A permacultura utiliza as qualidades inerentes das plantas e animais, combinadas com as características naturais dos terrenos e edificações, para produzir um sistema de apoio à vida, tanto para a cidade como para a zona rural, utilizando praticamente a menor área possível (15). Por ser uma metodologia de desenho e gestão ambiental, esta pode ser vista como complementar aos princípios ecológicos, vez que aborda questões não contempladas na agroecologia, com relação à ocupação humana nos ecossistemas, tais como energia, habitações, saneamento, além do cultivo propriamente dito (16).
No livro Permaculture One, Bill Molisson e David Holmgren nos fornece uma definição mais atual sobre a permacultura, vista de uma forma mais ampla e de modo a agregar os conceitos de ética e de design: “paisagens conscientemente desenhadas, que reproduzem padrões e relações encontradas na natureza e que, ao mesmo tempo, produzem alimentos, fibras e energia em abundância e suficientes para prover as necessidades locais” (17).
Essas técnicas reunidas tornam possível um melhor entendimento por parte do leitor em como ter uma vida mais voltada para questões naturais e sustentáveis. E por se tratar de uma ciência que aborda várias áreas do saber, se faz necessário uma ordem lógica e bem elaborada para o seu melhor entendimento. É dessa maneira que a permacultura dispõe da “flor da permacultura”, um diagrama ilustrativo, começando com ética e princípios focados no campo e no manejo da terra e da natureza, a permacultura está evoluindo para uma aplicação progressiva dos seus princípios e integração de todos os sete campos (sete pétalas) necessários para a sustentação da humanidade ao longo do período de declínio de energia (18).
Assim, a permacultura se antecipa à hipótese de uma progressiva redução do consumo de energia fóssil e recursos finitos e de uma inevitável redução no crescimento da população humana. O fundamento conceitual e científico deste prognóstico consiste em diversas fontes. David Holmgren cita o trabalho do ecologista norte-americano Howard Odum como uma de suas principais fontes de estudo (19).
No que se refere aos princípios éticos da permacultura, pode-se dizer que estes atuam como um freio para os instintos egoístas de benefício próprio do indivíduo ou de um grupo (organização, cidade, nação etc.), proporcionando uma visão mais abrangente e de longo prazo das consequências de nossas ações. A permacultura defende três valores éticos básicos que estão intimamente ligados entre si e orientam os princípios da permacultura (20): 1. Cuidar da terra; 2. Cuidar das pessoas; 3. Partilha justa. Tais valores foram considerados, segundo Holmgren, após “pesquisa em ética comunitária, como adotada por culturas religiosas antigas e grupos cooperativos modernos” (21). Os valores descritos fundamentam as atividades propostas nos institutos e centros de permacultura e localizam-se no centro da flor que gira em espiral e cujas pétalas representam propostas de ação.

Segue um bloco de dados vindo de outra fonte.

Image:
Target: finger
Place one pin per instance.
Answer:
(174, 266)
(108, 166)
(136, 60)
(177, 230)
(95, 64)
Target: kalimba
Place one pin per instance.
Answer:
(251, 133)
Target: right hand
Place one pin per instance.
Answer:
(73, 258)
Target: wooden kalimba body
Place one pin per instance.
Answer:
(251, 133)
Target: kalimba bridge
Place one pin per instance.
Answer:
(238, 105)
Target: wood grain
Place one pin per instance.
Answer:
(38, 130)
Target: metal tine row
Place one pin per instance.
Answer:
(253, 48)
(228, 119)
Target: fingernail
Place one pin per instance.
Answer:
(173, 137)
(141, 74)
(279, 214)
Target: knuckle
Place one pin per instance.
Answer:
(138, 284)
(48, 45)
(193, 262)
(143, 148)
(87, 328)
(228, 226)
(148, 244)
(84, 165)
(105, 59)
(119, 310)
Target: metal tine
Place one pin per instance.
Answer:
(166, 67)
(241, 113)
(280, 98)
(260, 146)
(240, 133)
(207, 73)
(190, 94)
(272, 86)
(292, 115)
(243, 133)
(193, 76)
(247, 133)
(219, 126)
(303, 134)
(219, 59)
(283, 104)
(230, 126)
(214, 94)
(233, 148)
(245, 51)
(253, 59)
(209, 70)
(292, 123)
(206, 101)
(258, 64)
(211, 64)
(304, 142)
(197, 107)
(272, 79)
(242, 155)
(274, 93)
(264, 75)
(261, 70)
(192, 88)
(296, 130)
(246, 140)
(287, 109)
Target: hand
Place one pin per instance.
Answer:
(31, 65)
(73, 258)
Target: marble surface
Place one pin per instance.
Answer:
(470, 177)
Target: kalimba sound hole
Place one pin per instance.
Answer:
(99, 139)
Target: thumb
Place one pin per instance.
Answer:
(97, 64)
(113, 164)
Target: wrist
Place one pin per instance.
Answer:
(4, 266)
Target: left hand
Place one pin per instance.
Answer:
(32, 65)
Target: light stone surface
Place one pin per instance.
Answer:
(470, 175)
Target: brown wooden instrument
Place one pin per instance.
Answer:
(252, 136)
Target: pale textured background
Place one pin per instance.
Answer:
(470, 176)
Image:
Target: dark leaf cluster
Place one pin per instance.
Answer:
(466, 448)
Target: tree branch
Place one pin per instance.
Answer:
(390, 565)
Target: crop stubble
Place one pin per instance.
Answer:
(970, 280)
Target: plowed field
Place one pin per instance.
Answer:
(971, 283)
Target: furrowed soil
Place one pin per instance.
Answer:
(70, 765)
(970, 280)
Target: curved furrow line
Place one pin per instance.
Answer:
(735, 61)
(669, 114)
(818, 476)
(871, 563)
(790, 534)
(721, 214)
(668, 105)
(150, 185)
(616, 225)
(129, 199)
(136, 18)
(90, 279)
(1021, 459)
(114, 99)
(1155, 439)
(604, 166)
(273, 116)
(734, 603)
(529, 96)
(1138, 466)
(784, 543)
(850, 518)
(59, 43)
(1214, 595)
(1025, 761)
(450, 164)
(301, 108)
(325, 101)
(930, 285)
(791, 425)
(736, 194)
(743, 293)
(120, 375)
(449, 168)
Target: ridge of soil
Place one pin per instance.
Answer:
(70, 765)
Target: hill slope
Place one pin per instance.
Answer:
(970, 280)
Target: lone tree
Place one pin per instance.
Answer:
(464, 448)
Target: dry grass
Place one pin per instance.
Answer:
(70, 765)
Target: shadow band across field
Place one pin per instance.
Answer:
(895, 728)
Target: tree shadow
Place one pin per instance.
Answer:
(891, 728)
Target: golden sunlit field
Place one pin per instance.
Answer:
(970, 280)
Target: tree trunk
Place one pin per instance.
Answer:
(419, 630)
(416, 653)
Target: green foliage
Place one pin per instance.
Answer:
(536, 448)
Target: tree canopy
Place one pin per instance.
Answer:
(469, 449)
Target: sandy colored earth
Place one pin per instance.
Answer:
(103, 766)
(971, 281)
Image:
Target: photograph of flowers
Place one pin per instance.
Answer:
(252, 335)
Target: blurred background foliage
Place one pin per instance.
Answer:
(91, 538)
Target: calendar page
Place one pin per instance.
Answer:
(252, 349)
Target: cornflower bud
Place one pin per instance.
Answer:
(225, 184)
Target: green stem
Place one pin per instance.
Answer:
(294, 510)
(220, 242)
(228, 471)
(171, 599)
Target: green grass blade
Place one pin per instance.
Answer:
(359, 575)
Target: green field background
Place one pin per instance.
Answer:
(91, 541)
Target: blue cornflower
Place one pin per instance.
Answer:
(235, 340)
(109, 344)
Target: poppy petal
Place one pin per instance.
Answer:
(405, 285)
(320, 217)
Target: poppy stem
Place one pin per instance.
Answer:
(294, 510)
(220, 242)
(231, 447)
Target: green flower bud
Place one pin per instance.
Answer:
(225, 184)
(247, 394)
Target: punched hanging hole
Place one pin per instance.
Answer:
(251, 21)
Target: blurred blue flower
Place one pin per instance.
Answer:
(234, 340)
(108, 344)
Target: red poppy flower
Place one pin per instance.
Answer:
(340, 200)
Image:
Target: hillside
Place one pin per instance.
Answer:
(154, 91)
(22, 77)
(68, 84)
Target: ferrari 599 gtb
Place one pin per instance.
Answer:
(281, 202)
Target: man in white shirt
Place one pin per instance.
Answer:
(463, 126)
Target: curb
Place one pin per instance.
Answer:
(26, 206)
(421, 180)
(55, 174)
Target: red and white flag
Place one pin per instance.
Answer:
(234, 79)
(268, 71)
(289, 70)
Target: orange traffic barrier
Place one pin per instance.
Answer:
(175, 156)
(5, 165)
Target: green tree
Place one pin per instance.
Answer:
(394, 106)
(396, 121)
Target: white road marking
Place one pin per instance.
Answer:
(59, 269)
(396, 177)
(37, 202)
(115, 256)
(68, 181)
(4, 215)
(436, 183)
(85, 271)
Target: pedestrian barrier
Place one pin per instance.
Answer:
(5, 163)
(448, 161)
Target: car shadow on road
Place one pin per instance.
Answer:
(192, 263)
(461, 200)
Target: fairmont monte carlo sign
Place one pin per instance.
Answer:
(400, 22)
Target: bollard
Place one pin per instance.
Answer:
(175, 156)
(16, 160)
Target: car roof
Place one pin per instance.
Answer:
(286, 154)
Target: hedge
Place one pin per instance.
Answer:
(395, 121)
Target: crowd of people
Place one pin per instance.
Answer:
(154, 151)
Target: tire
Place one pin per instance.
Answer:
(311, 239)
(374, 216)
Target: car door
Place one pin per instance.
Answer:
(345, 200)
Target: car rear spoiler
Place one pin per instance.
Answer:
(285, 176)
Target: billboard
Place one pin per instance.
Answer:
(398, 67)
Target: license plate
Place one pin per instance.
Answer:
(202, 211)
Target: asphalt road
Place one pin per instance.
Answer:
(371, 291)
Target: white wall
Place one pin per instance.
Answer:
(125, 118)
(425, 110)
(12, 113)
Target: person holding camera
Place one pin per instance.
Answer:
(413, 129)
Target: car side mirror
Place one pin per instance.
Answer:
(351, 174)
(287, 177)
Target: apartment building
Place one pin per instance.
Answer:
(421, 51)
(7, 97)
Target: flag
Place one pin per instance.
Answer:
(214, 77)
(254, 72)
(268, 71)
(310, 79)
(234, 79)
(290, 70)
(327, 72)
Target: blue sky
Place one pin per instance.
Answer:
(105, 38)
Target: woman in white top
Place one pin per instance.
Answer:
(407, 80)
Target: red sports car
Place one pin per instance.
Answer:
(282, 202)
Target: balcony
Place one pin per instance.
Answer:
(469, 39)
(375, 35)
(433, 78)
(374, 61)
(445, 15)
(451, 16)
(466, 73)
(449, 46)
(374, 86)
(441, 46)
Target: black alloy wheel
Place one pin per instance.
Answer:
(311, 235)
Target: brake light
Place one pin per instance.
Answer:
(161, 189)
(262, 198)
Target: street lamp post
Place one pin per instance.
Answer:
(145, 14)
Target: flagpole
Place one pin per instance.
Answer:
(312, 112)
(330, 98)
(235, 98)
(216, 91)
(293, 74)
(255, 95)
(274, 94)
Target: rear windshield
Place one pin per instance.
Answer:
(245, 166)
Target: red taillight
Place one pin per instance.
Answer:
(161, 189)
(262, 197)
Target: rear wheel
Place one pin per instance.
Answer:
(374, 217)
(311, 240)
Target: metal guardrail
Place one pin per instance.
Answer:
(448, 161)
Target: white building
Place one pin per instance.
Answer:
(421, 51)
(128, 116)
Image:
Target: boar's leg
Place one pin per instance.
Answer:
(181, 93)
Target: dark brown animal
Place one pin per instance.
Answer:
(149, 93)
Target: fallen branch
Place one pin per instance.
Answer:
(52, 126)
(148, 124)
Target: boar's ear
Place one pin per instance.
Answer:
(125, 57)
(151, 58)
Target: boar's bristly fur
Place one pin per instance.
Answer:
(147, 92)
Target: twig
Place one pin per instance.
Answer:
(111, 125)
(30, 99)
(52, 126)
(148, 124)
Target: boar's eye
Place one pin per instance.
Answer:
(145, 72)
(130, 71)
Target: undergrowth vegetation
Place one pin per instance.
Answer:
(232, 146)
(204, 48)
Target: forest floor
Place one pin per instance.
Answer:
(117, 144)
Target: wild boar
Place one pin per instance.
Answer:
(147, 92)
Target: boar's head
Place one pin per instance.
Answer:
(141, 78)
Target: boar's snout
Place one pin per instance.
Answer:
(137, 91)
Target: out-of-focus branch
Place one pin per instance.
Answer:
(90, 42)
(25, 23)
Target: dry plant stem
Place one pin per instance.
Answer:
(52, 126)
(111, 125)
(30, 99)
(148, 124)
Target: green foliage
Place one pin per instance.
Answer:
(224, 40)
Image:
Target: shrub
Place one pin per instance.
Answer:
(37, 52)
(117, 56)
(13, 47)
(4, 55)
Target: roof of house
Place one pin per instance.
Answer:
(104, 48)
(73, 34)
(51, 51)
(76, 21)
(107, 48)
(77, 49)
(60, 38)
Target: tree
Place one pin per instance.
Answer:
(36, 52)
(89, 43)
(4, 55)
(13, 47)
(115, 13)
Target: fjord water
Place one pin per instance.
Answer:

Também é de suma relevância atentar para os princípios de design permacultural: a visão que embasa esses princípios se origina do estudo e observação do mundo natural e das sociedades sustentáveis pré-industriais, e estabelece que estes podem e devem ser adotados tanto num contexto de abundância ecológica quanto em um de escassez (22). Tais princípios fundamentam uma lista de tarefas que norteia todo o complexo processo de design de um assentamento humano sustentável, quer seja uma casa, condomínio, sítio, quer seja, até mesmo, uma cidade ou nação, que nesse caso serão estudados para trazer conhecimentos para o melhor entendimento da forma e como ela influencia o sistema de organização permacultural.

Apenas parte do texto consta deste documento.